Tuesday, February 8, 2011

Reading Out Loud

My boys are probably not as old as I like to think that they are but it all started this past summer.  There are so many books that I never read as a child and I'm eager to read them now. Not to read them alone, all tucked up in my bed after a long day, but to enjoy them with others, mainly my children.  So we started by reading the Little House series.  (Yes, this was a series I never read growing up). I am probably more eager than they are to find out what happens.  Once Almanzo entered the picture I couldn't repress the goofy smile that came to my lips and the irresistible urge to say, "You know who is here on the prairie? Almaaanzoooo......"  Since I only have sons they humor me but don't quite share my eager anticipation to find out how he and Laura actually fall in love and get married.

We enter into these other worlds mostly at lunch and tea time (and sometimes when they are going to bed). 

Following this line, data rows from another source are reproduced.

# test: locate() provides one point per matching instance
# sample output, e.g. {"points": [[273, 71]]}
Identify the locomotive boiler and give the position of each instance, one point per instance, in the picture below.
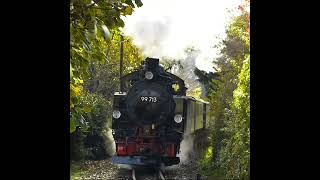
{"points": [[151, 114]]}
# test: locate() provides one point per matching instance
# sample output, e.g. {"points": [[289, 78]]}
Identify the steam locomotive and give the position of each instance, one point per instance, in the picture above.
{"points": [[151, 117]]}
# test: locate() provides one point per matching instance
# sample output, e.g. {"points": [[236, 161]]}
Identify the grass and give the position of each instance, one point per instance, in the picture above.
{"points": [[76, 171]]}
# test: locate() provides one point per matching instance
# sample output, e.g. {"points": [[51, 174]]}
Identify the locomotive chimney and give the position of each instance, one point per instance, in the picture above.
{"points": [[121, 62]]}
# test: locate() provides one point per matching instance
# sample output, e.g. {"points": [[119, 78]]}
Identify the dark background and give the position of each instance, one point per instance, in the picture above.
{"points": [[35, 81]]}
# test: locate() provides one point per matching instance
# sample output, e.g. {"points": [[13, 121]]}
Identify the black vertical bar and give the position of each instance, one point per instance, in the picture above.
{"points": [[121, 62]]}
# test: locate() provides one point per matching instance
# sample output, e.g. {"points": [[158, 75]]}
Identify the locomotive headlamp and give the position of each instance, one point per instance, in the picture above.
{"points": [[178, 118], [116, 114], [148, 75]]}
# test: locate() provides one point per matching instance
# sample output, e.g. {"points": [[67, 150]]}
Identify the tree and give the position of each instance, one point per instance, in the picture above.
{"points": [[229, 96], [90, 25]]}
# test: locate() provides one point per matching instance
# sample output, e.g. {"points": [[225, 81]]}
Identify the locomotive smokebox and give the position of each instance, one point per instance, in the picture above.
{"points": [[150, 100], [152, 63]]}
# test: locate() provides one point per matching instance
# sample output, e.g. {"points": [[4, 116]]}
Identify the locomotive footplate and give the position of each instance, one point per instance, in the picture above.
{"points": [[143, 160], [136, 160]]}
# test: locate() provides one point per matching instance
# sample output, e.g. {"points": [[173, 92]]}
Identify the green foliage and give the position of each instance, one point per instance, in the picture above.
{"points": [[229, 96], [235, 157], [90, 26]]}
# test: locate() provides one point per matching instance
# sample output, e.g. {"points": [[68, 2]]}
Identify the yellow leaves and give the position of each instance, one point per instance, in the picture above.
{"points": [[175, 87], [196, 93], [75, 89]]}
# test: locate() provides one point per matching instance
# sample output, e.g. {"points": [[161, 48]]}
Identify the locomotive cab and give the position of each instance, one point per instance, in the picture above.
{"points": [[150, 117]]}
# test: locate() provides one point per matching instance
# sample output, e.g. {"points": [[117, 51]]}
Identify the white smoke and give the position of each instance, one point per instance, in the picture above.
{"points": [[150, 35], [165, 28], [186, 149], [111, 148]]}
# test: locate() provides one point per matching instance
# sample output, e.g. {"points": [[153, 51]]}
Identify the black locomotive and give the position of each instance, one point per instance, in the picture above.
{"points": [[151, 116]]}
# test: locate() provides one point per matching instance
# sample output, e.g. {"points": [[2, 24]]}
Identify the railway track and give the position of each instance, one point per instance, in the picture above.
{"points": [[144, 173]]}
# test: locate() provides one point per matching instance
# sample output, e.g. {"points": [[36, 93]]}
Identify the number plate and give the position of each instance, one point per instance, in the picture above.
{"points": [[149, 99]]}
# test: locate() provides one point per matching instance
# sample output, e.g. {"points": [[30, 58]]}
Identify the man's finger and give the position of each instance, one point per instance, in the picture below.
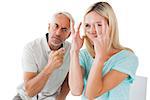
{"points": [[78, 28], [72, 28], [97, 30], [91, 37]]}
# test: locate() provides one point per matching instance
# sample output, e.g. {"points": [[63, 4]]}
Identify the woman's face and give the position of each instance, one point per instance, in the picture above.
{"points": [[93, 20]]}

We recently took a break from "Little Town on the Prairie" and read "The Saturdays" by Elizabeth Enright. I thoroughly enjoyed it. I'm not sure if the boys gleaned all of the wonderful sayings or the more difficult vocabulary but we all seemed to look forward to each chapter. 

So are there any more great read aloud book recommendations? I would love to keep adding to my list.


Just and Kel said...

I love The Tale of Despereaux by Kate DiCamillo read aloud. It has plenty of opportunity for voices, and the author even addresses the reader. Maybe you've already read it, but it's great read aloud!

brite said...

We are reading Fairy Caravan by Beatrix Potter, and it's a little over the heads but I just edit when needed. Also, all the Robert McClosky chapter books are fun for boys. And they loved the My Father's Dragon series. So many good ones, so little time!

Jenn said...

Mrs. Pigglewiggle is great! And, Charlotte's Web :)

Jenn said...

Oh and James and the Giant Peach!

Anonymous said...

A favorite at our house has been James Herriot's Treasury for Children or you can get them individually--like Blossom comes Home, etc. Other favorites--Blueberries for Sal, Make Way for Ducklings (I see Brite already mentioned the McClosky books), Cowboy Small, etc. by Lois Lenski. Hmmmm, I'll try to think of some others.

Anonymous said...

Other favorites of ours--
The Fire Cat by Esther Averill--I like this one because of the underlying values, like repentance.
A Fourth of July on the Plains by Jean Van Leeuwen
Theodore by Frank Keating
Boss of the Plains: The Hat That Won the West by Laurie Carlson
Growing Seasons by Elsie Lee Splear
Tin Lizzie by Peter Spier --he has written lots of others including Jonah
You're On Your Way, Teddy Roosevelt by Judith St. George--one scary/creepy drawing which you can skip over, otherwise a fantastic book
We found most of these at our library. Most of the above books are true and are a delightful read for younger kids. We love to read also and I love to read good books to the kids! I believe It's Ruth Beechick that says children learn to write well by reading well-written books. We're reading the LIttle House series now for history also!

Anonymous said...

In thinking about my last comment, I realized it may sound a bit "preachy" but I didn't meant it that way. To explain, so many books, especially those written in more recent years, seem to be "dumbed down." Sentences are repetitive, choppy, etc. Nouns, verbs, etc. often lack "vividness" as our language book puts it. So I do get excited when I find a truly well written book for the kids--not only one with a subject to interest them but one that has good sentence structure and vivid word choices to paint a vivid picture in their minds. So now you know one of the things that bugs me! :) Hmmm, seems our language book frowns on being too wordy as well! Ouch! Guilty as charged. Please forgive my rambling.

becky said...

I loved The Little House on the Prairie books and I think my mom probably read them aloud to us too.

Melissa Telling said...

Our children like the Janette Oke Classic Children's Stories about animals. They are out of print, but you can find them on Ebay, Paperbackswap, etc. There are twelve in the series.

Mary said...

Thank you so much for all your suggestions! I'm writing these down! We are just finishing up "The Railway Children" and then will return to finish the Little House series. I like to read books out loud that are just above their reading level so you've given me some great ideas!